Manchester City 4, Aston Villa 1: Mat Kendrick's big match verdict

IT was an oh-so telling moment when the claret and blue away fans turned their backs on Alex McLeish and his Villa players midway through the second half at this of all places.

The Etihad, or whatever it’s called nowadays, has been the scene of some significantly sombre events in the very recent history of AVFC.

It is the venue where Villa’s Champions League dream died indefinitely in May 2010 when Martin O’Neill’s top-four hopefuls lost out in phase one of Roberto Mancini and Sheikh Mansour’s multi-million Blue Moon masterplan.

It is the venue where the first public fan dissent of the Gerard Houllier era was heard in last season’s 4-0 league drubbing in late December, growing from a miserable murmur to a chorus of condemnation with February’s unforgivable forfeiting of an FA Cup tie.

It is the venue two of Villa’s former bright hopes Gareth Barry and James Milner – now both FA Cup winners and Champions League players – were apparently vindicated in choosing over Villa Park to achieve football, and financial, fulfilment in a hurry.

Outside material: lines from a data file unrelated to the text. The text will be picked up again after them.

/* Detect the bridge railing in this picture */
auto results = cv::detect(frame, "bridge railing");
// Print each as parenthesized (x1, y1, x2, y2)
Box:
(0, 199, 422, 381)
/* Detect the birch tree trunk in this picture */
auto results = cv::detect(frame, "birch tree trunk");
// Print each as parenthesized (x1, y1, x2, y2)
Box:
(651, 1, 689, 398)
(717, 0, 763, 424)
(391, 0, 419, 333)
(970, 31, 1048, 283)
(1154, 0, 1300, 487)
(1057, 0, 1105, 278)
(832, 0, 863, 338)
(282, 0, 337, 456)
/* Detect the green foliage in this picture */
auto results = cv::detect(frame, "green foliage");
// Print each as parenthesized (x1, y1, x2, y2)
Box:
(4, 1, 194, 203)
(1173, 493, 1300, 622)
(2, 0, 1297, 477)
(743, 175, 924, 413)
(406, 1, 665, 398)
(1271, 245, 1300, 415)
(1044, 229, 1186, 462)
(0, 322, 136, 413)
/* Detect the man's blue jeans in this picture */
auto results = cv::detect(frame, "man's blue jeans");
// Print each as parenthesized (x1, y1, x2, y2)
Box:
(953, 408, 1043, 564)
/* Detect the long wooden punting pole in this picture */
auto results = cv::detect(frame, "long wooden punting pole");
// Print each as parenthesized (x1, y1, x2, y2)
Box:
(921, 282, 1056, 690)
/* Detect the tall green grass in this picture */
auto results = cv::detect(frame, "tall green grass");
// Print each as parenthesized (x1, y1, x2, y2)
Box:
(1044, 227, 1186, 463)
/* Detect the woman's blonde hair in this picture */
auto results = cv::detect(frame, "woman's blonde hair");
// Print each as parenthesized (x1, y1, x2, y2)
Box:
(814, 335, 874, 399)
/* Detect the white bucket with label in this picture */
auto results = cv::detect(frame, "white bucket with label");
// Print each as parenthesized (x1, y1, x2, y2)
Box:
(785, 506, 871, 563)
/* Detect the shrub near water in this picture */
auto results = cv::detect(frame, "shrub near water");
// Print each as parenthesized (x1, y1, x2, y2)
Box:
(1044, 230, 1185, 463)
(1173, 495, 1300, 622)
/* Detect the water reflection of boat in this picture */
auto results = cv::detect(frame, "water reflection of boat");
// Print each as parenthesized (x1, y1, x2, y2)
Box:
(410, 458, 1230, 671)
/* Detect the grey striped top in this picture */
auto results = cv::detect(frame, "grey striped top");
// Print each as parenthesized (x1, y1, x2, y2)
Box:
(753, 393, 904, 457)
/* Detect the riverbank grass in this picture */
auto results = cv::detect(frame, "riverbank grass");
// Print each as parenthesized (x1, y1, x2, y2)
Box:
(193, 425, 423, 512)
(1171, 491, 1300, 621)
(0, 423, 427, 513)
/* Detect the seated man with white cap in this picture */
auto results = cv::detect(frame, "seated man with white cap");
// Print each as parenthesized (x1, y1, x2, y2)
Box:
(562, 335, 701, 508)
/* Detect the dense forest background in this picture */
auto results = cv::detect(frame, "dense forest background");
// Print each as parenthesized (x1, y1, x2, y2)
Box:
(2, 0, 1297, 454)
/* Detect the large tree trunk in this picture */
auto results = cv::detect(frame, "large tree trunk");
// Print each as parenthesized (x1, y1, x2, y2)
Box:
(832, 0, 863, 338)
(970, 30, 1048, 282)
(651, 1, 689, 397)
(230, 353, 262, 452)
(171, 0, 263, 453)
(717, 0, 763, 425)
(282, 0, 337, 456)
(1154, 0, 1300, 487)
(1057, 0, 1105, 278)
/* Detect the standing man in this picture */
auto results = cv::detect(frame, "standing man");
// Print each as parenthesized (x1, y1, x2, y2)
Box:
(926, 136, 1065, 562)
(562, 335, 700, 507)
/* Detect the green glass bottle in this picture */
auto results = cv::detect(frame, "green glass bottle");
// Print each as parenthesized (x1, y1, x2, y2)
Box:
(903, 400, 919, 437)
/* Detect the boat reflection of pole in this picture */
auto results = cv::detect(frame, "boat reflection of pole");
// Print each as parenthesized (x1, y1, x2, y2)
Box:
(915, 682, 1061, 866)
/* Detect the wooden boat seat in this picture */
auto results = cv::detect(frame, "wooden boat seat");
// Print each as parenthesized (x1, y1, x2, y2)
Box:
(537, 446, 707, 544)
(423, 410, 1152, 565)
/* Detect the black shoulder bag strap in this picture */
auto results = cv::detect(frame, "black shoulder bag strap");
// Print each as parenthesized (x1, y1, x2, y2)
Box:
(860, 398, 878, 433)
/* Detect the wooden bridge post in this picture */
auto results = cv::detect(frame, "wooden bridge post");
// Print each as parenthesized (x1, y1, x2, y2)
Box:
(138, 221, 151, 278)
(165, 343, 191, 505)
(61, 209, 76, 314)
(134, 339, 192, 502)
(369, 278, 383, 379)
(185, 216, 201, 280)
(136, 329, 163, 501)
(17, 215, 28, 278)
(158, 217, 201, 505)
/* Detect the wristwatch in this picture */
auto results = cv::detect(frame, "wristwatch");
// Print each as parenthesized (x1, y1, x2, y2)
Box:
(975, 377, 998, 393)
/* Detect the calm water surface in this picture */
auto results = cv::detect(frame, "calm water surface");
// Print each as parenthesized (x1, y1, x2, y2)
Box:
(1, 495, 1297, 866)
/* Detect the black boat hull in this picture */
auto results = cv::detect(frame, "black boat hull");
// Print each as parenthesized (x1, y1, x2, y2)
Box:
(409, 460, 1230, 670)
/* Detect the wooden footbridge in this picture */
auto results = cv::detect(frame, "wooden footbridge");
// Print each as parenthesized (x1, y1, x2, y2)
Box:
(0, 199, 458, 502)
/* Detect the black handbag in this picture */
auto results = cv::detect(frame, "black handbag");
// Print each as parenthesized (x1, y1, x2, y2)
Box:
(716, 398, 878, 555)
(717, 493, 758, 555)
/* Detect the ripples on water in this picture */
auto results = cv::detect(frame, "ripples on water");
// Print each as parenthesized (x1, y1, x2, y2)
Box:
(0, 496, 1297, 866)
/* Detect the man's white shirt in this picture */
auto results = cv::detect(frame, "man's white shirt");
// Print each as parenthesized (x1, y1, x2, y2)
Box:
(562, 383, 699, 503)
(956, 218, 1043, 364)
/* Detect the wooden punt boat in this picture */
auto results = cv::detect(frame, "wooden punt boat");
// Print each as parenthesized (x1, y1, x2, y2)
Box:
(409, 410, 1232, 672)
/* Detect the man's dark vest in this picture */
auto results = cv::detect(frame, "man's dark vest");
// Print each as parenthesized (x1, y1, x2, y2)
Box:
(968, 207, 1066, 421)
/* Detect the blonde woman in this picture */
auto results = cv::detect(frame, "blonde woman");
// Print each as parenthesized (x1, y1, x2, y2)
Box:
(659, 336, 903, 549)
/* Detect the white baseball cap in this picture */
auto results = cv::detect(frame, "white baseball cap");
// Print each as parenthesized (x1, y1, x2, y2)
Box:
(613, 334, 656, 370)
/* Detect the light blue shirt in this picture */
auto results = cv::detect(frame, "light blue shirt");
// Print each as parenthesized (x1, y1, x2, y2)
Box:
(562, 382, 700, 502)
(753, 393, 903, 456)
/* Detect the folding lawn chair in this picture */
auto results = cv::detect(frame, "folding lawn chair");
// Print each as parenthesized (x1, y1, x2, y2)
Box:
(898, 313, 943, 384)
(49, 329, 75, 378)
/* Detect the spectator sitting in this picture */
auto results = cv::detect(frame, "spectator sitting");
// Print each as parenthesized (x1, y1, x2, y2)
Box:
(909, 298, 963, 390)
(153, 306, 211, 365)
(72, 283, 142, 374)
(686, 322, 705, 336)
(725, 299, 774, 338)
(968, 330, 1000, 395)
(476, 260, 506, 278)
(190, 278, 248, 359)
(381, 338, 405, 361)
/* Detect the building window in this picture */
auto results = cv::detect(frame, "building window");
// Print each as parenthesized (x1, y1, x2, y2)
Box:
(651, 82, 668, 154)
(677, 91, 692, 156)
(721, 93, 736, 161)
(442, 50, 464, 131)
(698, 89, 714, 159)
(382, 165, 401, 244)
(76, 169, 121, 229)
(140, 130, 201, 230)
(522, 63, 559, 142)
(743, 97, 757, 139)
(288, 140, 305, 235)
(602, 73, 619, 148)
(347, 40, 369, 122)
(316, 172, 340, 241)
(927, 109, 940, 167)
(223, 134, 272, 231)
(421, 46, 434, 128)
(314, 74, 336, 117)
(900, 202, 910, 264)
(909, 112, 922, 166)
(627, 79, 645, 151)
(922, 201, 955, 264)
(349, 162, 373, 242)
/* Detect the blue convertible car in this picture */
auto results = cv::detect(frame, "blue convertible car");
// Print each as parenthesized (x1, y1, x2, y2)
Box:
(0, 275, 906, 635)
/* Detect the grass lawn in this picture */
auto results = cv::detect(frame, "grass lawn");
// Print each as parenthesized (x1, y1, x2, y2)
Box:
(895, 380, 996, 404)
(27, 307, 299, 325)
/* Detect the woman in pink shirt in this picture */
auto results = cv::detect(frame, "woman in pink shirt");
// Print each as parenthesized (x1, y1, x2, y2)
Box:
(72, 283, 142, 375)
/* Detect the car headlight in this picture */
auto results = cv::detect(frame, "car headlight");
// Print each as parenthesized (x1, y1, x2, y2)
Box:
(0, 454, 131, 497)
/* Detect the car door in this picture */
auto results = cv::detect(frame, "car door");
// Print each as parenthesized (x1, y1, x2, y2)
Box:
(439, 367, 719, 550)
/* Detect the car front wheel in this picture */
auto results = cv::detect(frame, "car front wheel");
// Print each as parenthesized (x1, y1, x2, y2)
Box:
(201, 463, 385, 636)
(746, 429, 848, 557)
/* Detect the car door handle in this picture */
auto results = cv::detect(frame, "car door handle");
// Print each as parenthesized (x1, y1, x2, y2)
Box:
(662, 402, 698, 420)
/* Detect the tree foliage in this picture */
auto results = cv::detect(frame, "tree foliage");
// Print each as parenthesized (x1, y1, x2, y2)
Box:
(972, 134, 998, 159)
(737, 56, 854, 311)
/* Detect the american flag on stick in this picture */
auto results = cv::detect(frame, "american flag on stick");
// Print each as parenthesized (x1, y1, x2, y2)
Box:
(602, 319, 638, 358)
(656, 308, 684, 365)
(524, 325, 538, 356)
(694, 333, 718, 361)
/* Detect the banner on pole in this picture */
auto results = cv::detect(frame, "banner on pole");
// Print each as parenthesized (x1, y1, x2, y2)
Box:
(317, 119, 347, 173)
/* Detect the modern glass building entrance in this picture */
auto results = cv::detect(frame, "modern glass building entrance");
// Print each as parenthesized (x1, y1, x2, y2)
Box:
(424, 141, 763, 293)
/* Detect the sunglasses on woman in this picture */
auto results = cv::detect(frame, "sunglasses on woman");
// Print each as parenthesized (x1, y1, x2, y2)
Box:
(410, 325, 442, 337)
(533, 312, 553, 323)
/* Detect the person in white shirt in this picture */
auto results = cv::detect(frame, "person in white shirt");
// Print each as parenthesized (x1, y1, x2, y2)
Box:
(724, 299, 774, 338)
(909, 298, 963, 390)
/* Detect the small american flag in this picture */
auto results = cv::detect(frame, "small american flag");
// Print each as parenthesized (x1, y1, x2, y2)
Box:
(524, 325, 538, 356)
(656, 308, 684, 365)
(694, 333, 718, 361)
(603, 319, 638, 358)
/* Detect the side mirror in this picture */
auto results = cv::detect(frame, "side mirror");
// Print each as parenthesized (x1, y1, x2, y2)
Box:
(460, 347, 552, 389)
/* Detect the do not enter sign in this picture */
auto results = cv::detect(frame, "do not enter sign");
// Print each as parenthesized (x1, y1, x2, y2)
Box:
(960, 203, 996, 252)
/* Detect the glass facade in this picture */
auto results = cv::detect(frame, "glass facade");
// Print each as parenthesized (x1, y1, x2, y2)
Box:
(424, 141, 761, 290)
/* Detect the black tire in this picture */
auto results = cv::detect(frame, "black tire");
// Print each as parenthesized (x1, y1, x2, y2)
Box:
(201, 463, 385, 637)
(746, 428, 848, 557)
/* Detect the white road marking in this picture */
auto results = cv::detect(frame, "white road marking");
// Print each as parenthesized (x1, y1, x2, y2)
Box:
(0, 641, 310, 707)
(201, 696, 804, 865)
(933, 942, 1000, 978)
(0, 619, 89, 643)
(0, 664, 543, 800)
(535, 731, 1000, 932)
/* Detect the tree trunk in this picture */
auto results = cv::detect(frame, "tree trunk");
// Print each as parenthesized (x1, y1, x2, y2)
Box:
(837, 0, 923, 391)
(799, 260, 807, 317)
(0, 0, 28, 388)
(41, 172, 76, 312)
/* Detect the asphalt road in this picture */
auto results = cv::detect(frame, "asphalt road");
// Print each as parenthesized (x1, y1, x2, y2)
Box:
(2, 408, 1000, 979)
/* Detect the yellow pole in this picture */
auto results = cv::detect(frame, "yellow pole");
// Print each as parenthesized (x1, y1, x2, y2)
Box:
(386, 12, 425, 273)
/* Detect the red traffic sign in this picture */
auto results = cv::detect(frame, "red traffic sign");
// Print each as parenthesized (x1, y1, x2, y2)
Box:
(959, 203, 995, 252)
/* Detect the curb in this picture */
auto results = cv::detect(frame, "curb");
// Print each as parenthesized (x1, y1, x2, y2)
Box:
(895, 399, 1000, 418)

So with 65 minutes on the clock on Saturday afternoon and transitional Villa heading to a comprehensive defeat to a top-flight force destined for the Premier League summit and a genuine title tilt, the reaction of the travelling claret and blue brigade said it all.

Collectively, they threw their arms around each other’s shoulders, span away from the pitch and bounced up and down with a Villa version of City’s ‘Poznan’ dance, greeting Stephen Warnock’s fierce strike from Gabby Agbonlahor’s cross as if it were a winner rather than a consolation.

It’s called gallows humour.

By that stage Villa were 3-1 down after gifting set-piece goals to Mario Balotelli and Vincent Kompany, with a Warnock -assisted Adam Johnson goal in between.

Milner, with the help of Barry, was still to make it four with a wonder goal carrying a Bodymoor Heath hallmark.

But if the visitors’ tongue-in-cheek celebration put a brave face on an 11th away defeat at City in 12 matches, most notably it signalled a grim acknowledgement of their current place in the scheme of things compared to hosts intent on English and European football domination.

It suggested that rather than arguing over whether Randy Lerner, O’Neill, Houllier, McLeish, Barry, Milner et al, or all of the above and more, should be scapegoats, the claret and blue family do realise the City slickers are responsible for changing the Premier League landscape beyond Villa’s immediate reach.

As unpalatable as it was, Saturday provided a salutary lesson to Villa’s followers that blaming their own is far less productive than sticking together and enjoying supporting their club for better or worse. Not that the club’s irrepressible away fans need telling.

While Villa’s prospects and personnel have changed dramatically, their fans’ positive and vocal backing on their travels has been the one welcome constant.